Why Your Wearable's Calorie Count Is Wrong by 27 to 93 Percent
TL;DR
A 2017 Stanford study tested seven wrist-worn fitness trackers against clinical-grade instruments. Heart rate was accurate within 5 percent on six of the seven devices. Energy expenditure was off by 27 to 93 percent on every single one. The calorie burn number on your Oura, Fitbit, or Apple Watch is not a measurement. It is a guess, and the guesses are so bad that the most accurate device was still wrong by more than a quarter.
What the Stanford study actually measured
In May 2017, a team at Stanford University School of Medicine led by Euan Ashley, a professor of cardiovascular medicine and genetics, ran a study they did not expect to be controversial. They recruited 60 volunteers, 31 women and 29 men, and had them wear seven consumer fitness trackers while walking, running on a treadmill, and pedaling on a stationary bike.
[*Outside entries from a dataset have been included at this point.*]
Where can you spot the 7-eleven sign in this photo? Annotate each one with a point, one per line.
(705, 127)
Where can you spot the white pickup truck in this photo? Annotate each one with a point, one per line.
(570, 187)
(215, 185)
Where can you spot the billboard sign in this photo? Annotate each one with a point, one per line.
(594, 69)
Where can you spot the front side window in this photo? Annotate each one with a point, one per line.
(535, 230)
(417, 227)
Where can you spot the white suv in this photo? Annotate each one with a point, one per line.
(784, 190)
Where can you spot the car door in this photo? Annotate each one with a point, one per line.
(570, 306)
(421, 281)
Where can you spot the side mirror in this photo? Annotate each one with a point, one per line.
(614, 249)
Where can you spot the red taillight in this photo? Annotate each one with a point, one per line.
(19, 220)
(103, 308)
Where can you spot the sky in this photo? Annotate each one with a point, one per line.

The devices were the Apple Watch, Basis Peak, Fitbit Surge, Microsoft Band, Mio Alpha 2, PulseOn, and Samsung Gear S2. The researchers compared each device's output against two clinical instruments: an electrocardiograph for heart rate and an indirect calorimeter for metabolic rate. The calorimeter measures oxygen and carbon dioxide in breath, which is the standard proxy for energy expenditure in exercise physiology.
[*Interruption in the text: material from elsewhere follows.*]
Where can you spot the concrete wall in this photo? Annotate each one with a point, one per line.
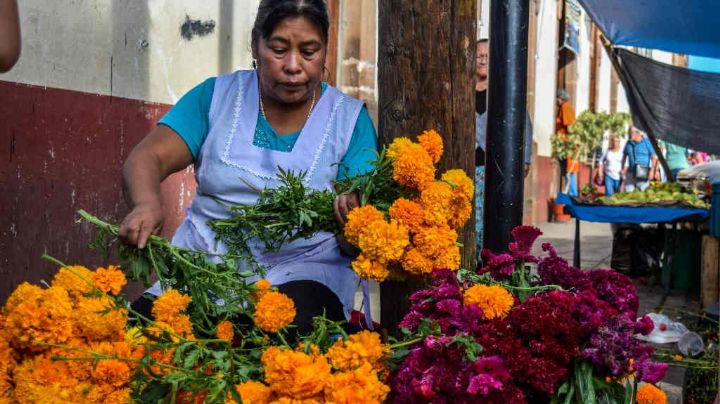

The results were published in the Journal of Personalized Medicine. Heart rate accuracy was good. Six of the seven devices stayed within 5 percent of the ECG reading. Some variation existed based on skin tone and body mass index, but the overall picture was clear: if you want to know your heart rate during a run, a wristband will do.
Energy expenditure was a different story. Not one device measured it accurately. The most accurate device, the Apple Watch, was off by an average of 27 percent. The least accurate, the PulseOn, was off by 93 percent. That means if the calorimeter said you burned 400 calories, the PulseOn might report anything from 28 to 772.
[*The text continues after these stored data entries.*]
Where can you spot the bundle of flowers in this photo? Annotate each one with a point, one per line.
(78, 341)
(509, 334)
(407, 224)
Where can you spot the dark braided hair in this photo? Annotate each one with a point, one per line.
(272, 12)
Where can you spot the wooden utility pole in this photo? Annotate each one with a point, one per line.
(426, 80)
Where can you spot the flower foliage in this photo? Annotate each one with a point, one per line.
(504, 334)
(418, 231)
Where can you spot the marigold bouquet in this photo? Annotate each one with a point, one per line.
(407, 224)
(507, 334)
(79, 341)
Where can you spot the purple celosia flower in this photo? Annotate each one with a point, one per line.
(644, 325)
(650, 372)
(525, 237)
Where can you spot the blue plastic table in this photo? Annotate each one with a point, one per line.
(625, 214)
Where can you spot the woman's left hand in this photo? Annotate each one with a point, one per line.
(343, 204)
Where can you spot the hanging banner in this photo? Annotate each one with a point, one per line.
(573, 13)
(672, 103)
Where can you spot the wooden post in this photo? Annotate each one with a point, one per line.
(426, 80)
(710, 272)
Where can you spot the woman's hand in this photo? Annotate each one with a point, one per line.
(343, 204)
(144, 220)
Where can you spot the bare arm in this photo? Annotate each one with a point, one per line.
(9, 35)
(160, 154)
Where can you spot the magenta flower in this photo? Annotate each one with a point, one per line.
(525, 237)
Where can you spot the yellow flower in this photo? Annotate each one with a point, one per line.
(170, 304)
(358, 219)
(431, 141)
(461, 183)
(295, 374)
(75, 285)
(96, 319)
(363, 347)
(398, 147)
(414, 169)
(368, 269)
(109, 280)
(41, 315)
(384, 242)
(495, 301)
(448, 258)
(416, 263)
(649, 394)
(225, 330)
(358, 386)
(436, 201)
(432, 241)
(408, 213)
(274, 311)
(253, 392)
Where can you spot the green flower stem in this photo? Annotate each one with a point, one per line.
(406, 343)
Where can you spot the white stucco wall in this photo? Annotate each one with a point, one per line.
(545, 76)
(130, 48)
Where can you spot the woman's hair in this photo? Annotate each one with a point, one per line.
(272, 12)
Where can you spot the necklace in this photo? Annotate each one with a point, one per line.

Ashley told Stanford Medicine News: "The magnitude of just how bad they were surprised me." Anna Shcherbina, the graduate student who shared lead authorship, said the error was so large that even the best-performing device was outside the 10 percent threshold they had set as acceptable for a lay user.
![]()
How the guess works
To understand why the error is so large, you need to understand what a fitness tracker is actually doing when it displays a calorie count.
The device has an accelerometer and a photoplethysmography (PPG) sensor. The accelerometer counts motion in three axes. The PPG sensor measures blood volume changes in the capillaries to estimate heart rate. From these two inputs, the device runs a proprietary algorithm that outputs a number labeled "calories burned."
That algorithm is the problem. It is not measuring energy expenditure directly. It is inferring it from proxy signals: how much you moved, how fast your heart beat, and a set of assumptions about your body composition, fitness level, and the metabolic cost of the activity you are doing.
Each manufacturer uses its own secret formula. Fitbit's algorithm is not public. Apple's is not public. Oura's is not public. The algorithm is trained on population averages, which means it works best for people who are average in height, weight, body fat percentage, resting metabolic rate, and cardiovascular fitness. If you are not average, and almost no one is, the error grows.
Shcherbina put it this way: "It's very hard to train an algorithm that would be accurate across a wide variety of people because energy expenditure is variable based on someone's fitness level, height and weight, etc." Heart rate is measured directly. Energy expenditure is measured indirectly through proxy calculations. The proxies are noisy, and the manufacturers do not tell you how noisy.
Why the ring makes it harder
If wristbands are off by 27 to 93 percent, smart rings are not likely to do better. They may do worse.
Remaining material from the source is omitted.